The curve is sigmoid (s shaped) in nature and flat at the highest Pa02. In other words, decreasing the Pa02 does not, initially, have much effect on the percentage saturation of haemoglobin. This is the area that is targeted by the 8000 ft cabin altitude. Raise that altitude significantly and you are on the steep part of the curve and haemoglobin saturation falls precipitously, lower it and you don't get a significant physiological advantage (because the haemoglobin is already between 92 and 98 % saturated).

So yes, its all about hypoxia and the cost benefit of maintaining a particular cabin wall differential pressure (and therefore cabin altitude). Of note is that modern aircraft tend to run their cabins at slightly lower altitude than 8000 ft - in the order of 4000 - 5000 ft. This gives slightly more physiological tolerance for those passengers with pulmonary disease without being over burdensome on the pressurisation packs or cabin wall life.

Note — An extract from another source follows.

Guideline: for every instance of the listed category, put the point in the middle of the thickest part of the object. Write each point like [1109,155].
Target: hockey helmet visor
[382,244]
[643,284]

In line with the guidelines (I just read before posting) I'm an aviation physician with an interest in commercial patient transfer in the UK.

Answer 4

Because the extra air would add extra weight!

In all seriousness the weight of the extra air might well be on par with a layer of paint, or heavier, and we are often told that airliners are sometimes left partially unpainted (e.g. on undersides) to save weight.

Of course the extra structure required by the extra pressurization would also add weight.